I enter the building and run up to the second floor, straight to my desk.

 

The glass staircase has an entrance there. It is just standing on its thin column, relentlessly, every day. It is clean; even its windows are clean. It would have twelve sides; if it were complete it would have ten rows of windows. Sometimes after work, I sit in Anglia Square and count these things.

 

A few days ago I wanted to go up to the third floor. I realized that my only way to escape the vigilance of the rest of the office is to use the staircase. No one sees me if I pass through there.

 

State of Limbo

Extracts of Sovereign House

 

While I am passing undetected to the other floors, I gaze at the square. On Anglia Square there are always people wandering. They look up at me and I wave back to them. I do not know what they are doing in the middle of the day there; they should be elsewhere working. They know what I am doing. I am at work.

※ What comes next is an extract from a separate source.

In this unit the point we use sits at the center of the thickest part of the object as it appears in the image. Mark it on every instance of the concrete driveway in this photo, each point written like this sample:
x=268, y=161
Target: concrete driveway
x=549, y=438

A brick structure with a concrete sculpture inside looks down on the city from the top of a grand example concrete architecture.

 

It has no function, yet it is the spot you can admire from the rest of the town.

 

 

 

Its material does not communicate with the rest of the  building; it reminds us of architecture understood in a traditional way and perhaps of what has been in its place before. Its materiality is the only common ground of understanding between what this place represents and what it eliminates.

 

Here, functionless structures begin to become the building itself.